C. GFP-tagged Cup1 protein (cup1+ gene, UR-2) localises to mitochondria.

D. Mutation of a conserved leucine residue (L73G) in the Cup1 LYR domain confers antifungal resistance.

E. Exposure of fission yeast to clinical (FLC, Fluconazole) or agricultural (TEB, Tebuconazole; ENL, Enilconazole) antifungals, or caffeine (CAF) results in cleavage of Epe1 promoting heterochromatin island and resistant epimutation formation (Yaseen, White et al, BioRxiv doi.org/10.1101/2021.12.20.473483 ).

Selected publications

Fitz-James, M.H., Tong, P., Pidoux, A.L., Ozadam, H., Yang, L., White, S.A., Dekker, J., Allshire, R.C. (2020). Large domains of heterochromatin direct the formation of short mitotic chromosome loops. Elife 9, e57212. doi: 10.7554/eLife.57212.

Torres-Garcia, S., Yaseen, I., Shukla, M., Audergon, P.N.C.B., White, S.A., Pidoux, A.L., Allshire, R.C. (2020). Epigenetic gene silencing by heterochromatin primes fungal resistance. Nature 585, 453-458. doi: 10.1038/s41586-020-2706-x.

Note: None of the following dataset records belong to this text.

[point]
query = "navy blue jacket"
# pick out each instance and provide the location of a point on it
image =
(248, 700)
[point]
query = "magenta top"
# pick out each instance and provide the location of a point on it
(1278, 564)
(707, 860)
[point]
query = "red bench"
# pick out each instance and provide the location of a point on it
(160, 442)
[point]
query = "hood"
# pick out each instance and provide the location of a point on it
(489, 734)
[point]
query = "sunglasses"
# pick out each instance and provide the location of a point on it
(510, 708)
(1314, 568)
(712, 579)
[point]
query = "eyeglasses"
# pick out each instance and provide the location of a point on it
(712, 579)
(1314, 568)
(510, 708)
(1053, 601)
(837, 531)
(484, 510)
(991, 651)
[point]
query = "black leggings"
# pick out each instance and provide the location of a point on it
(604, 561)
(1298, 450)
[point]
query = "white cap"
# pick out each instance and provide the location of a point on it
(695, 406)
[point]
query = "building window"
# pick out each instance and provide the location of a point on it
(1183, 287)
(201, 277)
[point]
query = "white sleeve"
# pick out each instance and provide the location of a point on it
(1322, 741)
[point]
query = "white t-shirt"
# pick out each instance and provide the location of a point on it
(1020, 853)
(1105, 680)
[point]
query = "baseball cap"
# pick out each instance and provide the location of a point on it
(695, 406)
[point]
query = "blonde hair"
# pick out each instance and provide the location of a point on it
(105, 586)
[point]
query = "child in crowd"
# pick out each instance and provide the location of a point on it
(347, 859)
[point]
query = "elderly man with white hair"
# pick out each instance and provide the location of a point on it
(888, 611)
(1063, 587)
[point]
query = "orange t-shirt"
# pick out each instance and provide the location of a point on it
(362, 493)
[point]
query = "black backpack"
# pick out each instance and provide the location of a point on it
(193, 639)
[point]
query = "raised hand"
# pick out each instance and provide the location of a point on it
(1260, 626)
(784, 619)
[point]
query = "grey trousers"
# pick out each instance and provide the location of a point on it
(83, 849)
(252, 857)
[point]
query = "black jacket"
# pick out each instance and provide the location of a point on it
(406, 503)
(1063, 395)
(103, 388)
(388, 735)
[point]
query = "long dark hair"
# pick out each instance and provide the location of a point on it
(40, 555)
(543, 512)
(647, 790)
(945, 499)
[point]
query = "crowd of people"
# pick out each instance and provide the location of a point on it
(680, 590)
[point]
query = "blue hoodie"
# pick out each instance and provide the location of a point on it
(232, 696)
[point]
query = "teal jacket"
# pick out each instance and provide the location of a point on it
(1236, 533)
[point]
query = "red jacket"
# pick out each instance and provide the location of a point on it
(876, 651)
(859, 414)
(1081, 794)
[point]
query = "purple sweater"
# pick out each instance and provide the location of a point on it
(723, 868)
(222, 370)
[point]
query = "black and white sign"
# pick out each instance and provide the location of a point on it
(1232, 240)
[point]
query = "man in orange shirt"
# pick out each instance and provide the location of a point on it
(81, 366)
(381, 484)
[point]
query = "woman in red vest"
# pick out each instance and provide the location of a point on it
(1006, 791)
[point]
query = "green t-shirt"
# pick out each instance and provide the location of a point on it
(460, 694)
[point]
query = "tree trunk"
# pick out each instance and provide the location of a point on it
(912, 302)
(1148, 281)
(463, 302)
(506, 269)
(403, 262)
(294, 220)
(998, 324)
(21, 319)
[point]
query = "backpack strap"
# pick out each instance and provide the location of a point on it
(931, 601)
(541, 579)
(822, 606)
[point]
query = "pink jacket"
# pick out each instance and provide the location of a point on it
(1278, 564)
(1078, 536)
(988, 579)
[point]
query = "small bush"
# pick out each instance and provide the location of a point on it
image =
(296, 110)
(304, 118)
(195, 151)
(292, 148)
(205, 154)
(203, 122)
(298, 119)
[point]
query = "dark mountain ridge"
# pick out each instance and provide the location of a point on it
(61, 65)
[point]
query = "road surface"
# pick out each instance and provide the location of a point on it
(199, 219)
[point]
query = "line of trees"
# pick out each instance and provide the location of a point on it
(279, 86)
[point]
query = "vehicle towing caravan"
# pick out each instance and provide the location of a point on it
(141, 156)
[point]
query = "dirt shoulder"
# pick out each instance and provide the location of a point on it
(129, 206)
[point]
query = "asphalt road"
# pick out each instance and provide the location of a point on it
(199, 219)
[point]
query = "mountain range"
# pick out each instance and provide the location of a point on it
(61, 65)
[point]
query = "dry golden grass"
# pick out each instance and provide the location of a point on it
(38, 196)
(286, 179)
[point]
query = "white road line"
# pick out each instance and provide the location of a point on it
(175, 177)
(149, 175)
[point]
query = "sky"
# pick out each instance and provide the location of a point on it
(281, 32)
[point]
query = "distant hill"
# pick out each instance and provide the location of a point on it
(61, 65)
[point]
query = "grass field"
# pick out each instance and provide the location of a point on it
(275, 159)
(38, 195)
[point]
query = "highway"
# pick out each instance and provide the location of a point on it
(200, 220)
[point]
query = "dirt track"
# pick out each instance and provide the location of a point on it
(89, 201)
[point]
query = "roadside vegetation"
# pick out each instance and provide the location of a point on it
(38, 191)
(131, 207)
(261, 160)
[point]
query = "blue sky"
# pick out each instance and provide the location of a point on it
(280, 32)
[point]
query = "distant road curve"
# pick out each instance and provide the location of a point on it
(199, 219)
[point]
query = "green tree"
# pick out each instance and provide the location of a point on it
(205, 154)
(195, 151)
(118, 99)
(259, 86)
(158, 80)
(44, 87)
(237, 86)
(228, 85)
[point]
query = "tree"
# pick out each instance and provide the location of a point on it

Staneva, D.P., Carloni, R., Auchynnikava, T., Tong, P., Rappsilber, J., Jeyaprakash A.A., Matthews K.R., Allshire, R.C. (2021) A systematic analysis of Trypanosoma brucei chromatin factors identifies novel protein interaction networks associated with sites of transcription initiation and termination. Genome Research 31:2138. doi: 10.1101/gr.275368.121.